Exercise is one of the best ways to reduce stress. “When you exercise, your body releases endorphins, which are hormones that fight stress.” You know that exercise does your body good, but you’re too busy and stressed to fit it into your routine.
If you’re not an athlete or even if you’re out of shape, you can still make a little exercise go a long way toward stress management. Exercise increases your overall health and your sense of well-being, which puts more pep in your step every day. But exercise also has some direct stress-busting benefits.
Listen to Music
Music can have a profound effect on both the emotions and the body. Upbeat music can make you feel more optimistic and positive about life. A slower tempo can quiet your mind and relax your muscles, making you feel soothed while releasing the stress of the day. Music is effective for relaxation and stress management. Music is something that almost anybody can access and makes it an easy stress reduction tool.
What type of music reduces stress the best? How do you choose the relaxation music that is best for you?
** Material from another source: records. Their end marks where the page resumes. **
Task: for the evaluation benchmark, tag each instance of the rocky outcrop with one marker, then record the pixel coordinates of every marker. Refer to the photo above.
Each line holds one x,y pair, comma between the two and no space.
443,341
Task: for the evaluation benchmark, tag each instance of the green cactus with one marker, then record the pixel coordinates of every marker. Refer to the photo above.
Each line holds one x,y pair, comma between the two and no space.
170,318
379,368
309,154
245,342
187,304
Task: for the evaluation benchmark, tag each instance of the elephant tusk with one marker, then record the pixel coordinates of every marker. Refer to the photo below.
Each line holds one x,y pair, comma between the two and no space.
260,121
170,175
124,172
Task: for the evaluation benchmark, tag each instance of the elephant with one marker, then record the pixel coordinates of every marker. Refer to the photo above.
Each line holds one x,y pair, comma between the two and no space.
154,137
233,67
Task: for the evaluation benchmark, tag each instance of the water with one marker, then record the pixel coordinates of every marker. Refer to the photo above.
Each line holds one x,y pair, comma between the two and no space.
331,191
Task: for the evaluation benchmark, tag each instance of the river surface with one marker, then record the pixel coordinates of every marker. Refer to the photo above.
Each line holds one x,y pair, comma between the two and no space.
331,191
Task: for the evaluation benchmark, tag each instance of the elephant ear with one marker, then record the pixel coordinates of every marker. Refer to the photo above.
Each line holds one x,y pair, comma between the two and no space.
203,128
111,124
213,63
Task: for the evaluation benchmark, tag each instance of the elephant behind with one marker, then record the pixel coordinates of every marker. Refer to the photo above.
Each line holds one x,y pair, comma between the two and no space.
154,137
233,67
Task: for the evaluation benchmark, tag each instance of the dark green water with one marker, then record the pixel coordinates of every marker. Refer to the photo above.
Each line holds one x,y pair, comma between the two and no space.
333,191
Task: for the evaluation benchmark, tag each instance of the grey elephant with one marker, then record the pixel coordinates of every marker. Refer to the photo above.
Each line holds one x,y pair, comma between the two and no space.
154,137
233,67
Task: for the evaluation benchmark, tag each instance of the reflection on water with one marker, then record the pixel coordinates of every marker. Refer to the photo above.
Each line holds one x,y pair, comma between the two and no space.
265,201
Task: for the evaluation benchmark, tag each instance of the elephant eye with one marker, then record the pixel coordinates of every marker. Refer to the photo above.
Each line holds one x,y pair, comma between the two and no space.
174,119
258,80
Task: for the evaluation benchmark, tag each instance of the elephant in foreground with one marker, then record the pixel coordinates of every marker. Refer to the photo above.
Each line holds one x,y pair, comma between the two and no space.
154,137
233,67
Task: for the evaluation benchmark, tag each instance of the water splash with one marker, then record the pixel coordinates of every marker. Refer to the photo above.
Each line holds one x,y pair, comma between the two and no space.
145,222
The answer partly rests with you: You must first like the music being played, and then it must relax you.
It is important to remember that quieting your mind does not mean you will automatically feel sleepy. It means your brain and body are relaxed, and with your new calm self, you can then function at your best in many activities.
Eat a healthy diet
Well-nourished bodies are more equipped to cope with stress. Start with a healthy breakfast and have healthy snacks throughout the day. Focus on the basic food groups. Watch portion sizes.
Eat breakfast, even though you may not feel hungry or believe you do not have enough time. Eating breakfast helps to kick start your metabolism for the day and also helps to stabilize your blood sugar level which will, in turn, reduce stress. Choose fruit or fruit juice and a whole-grain cereal for maximum benefits.
B Vitamins can help you feel more energetic after a stressful episode. Bananas, leafy green vegetables, avocados, nuts, seeds and also meat, fish and dairy products all contain essential B vitamins.
Vitamin C – The adrenal glands contain the largest store of vitamin C in the body and are important in the production of stress hormones. Eat citrus fruit such as oranges, tomatoes, peppers, kiwi fruit, leafy green vegetables, broccoli and other foods rich in Vitamin C.
Magnesium – Can help to relax muscles and reduce anxiety. Increase your magnesium intake by eating nuts, especially Brazil nuts, but also hazelnuts and peanuts. Leafy green vegetables, whole grains, especially oats, brown rice, and beans are also good sources of magnesium. You can also take a relaxing bath with a good handful of Epsom salts (available at your pharmacist) as these contain magnesium that can be absorbed through your skin.
The best strategy for avoiding stress is to learn how to relax. Meditation, massage, and yoga can help. Breathing and relaxation techniques can slow down the heart rate and promote relaxation. Deep breathing is also a central part of mindfulness meditation.
Unfortunately, many people try to relax at the same pace that they lead the rest of their lives. For a while, tune out your worries about time, productivity, and “doing right.” You will find satisfaction in just being, without striving.
Find activities that give you pleasure and that are good for your mental and physical well-being. Forget about always winning. Focus on relaxation, enjoyment, and health. Be good to yourself.